Title: Contagion: Historical and Cultural Studies

Year: 2002

Author: Alison Bashford (Author), Claire Hooker 

Goodreads

In the age of HIV, antibiotic-resistant bacteria, the Ebola Virus and BSE, metaphors and experience of contagion are a central concern of government, biomedicine and popular culture.

Contagion explores cultural responses of infectious diseases and their biomedical management over the nineteenth and twentieth centuries. It also investigates the use of ‘contagion’ as a concept in postmodern reconceptualisations of embodied subjectivity.

The essays are written from within the fields of cultural studies, biomedical history and critical sociology. The contributors examine the geographies, policies and identities which have been produced in the massive social effort to contain diseases. They explore both social responses to infectious diseases in the past, and contemporary theoretical and biomedical sites for the study of contagion.

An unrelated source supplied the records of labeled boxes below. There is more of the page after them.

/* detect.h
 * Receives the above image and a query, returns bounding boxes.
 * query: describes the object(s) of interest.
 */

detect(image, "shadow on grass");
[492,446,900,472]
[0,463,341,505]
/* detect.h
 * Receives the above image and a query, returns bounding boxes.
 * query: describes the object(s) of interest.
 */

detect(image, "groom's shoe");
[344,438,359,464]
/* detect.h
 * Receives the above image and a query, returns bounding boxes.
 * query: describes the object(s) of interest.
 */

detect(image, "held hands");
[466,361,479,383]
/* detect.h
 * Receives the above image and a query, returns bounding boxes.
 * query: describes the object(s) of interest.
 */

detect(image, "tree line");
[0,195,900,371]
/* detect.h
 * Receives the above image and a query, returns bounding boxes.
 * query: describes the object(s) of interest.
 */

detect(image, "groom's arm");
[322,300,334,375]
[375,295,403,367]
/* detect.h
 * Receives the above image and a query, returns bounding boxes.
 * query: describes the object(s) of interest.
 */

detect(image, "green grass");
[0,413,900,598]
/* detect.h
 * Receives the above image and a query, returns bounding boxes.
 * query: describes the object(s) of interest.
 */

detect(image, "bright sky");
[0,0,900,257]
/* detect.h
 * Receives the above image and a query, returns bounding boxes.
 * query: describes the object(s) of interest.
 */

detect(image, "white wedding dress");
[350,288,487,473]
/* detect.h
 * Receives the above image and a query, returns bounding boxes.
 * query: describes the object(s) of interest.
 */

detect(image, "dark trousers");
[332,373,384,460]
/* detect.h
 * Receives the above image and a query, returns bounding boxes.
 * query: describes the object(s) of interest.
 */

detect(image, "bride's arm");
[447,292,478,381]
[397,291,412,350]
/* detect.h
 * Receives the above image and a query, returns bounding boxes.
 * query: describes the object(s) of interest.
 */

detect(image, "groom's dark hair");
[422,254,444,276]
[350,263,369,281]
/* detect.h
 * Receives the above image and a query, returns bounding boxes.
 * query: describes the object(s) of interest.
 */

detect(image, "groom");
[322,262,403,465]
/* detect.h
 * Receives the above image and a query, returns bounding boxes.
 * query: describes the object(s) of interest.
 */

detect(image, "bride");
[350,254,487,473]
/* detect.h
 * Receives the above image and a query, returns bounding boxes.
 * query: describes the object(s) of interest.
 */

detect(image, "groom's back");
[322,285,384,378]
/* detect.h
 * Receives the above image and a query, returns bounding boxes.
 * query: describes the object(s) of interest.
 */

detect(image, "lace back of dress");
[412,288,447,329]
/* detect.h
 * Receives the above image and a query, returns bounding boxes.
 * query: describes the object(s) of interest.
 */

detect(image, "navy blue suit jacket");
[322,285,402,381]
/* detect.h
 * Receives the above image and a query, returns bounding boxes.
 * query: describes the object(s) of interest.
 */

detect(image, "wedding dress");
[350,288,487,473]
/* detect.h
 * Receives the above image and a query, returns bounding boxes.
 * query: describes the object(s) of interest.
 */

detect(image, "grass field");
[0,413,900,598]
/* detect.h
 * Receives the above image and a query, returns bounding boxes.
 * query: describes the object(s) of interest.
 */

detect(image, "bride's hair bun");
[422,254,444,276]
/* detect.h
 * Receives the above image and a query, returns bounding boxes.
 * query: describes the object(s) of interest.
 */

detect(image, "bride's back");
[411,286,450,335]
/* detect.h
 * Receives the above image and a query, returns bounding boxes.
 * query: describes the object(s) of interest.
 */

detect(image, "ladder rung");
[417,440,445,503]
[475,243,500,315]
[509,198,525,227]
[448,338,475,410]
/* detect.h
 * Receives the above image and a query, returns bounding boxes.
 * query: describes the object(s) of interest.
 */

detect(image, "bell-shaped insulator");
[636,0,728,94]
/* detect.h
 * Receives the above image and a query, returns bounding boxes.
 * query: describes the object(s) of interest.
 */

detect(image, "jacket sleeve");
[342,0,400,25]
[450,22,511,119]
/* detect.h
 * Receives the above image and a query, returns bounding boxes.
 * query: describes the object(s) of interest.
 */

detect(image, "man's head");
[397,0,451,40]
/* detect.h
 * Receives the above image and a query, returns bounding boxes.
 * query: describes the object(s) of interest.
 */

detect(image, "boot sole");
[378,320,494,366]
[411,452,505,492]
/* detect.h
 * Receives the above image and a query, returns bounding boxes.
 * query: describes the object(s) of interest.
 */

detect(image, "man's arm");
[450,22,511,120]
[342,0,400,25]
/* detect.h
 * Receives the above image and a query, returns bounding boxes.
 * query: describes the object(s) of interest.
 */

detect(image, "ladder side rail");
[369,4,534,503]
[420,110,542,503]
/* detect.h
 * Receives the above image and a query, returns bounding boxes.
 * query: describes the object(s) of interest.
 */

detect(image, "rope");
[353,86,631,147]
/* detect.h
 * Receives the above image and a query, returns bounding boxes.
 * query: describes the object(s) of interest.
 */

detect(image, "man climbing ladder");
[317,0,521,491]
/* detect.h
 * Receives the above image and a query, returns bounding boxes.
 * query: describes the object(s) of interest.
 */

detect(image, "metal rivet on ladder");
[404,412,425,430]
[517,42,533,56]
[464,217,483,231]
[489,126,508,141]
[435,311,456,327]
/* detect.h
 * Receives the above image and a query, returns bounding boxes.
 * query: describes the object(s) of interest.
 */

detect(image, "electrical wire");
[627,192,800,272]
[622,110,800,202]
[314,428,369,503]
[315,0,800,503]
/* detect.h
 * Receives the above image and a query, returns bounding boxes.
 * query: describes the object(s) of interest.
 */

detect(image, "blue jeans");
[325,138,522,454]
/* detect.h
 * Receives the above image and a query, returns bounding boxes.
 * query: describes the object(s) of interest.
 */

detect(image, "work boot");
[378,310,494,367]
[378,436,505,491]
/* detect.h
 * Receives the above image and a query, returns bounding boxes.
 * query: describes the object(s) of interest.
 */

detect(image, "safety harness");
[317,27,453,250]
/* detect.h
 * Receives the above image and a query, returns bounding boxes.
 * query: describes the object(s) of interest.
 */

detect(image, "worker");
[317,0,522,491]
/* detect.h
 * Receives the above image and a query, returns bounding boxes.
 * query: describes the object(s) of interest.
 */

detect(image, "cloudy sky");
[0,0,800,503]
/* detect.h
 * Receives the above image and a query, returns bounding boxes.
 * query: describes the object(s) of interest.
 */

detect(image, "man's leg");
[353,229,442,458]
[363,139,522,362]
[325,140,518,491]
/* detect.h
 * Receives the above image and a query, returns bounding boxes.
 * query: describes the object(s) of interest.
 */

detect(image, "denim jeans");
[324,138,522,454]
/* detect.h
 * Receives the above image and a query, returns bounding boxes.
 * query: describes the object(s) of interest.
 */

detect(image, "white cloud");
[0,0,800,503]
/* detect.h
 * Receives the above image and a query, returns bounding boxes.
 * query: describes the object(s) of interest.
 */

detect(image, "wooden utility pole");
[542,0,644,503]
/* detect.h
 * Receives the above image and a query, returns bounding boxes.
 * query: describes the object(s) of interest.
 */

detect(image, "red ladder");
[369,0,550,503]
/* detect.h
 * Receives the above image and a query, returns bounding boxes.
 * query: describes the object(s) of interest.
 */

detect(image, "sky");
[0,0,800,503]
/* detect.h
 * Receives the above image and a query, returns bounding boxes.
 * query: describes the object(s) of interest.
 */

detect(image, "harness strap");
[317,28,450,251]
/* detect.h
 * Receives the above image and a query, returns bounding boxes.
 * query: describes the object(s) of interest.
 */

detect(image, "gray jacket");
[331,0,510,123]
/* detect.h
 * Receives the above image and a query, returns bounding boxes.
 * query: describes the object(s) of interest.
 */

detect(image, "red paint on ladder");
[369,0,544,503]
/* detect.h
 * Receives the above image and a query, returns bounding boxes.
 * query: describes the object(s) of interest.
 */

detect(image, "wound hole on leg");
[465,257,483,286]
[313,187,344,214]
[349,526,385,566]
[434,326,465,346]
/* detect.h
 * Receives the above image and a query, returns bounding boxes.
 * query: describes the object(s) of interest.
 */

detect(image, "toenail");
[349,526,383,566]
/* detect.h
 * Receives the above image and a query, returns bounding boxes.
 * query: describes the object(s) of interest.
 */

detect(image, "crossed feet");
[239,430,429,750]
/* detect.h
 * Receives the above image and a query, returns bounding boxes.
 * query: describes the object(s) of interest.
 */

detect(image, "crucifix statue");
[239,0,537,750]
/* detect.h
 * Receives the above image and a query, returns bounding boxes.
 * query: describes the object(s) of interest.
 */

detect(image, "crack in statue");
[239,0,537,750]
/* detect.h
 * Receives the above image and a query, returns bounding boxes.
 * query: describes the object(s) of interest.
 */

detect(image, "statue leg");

Title: Virality: Contagion Theory in the Age of Networks

Year: 2012

Author: Tony D. Sampson

Goodreads

In this thought-provoking work, Tony D. Sampson presents a contagion theory fit for the age of networks. Unlike memes and microbial contagions, Virality does not restrict itself to biological analogies and medical metaphors. It instead points toward a theory of contagious assemblages, events, and affects. For Sampson, contagion is not necessarily a positive or negative force of encounter; it is how society comes together and relates.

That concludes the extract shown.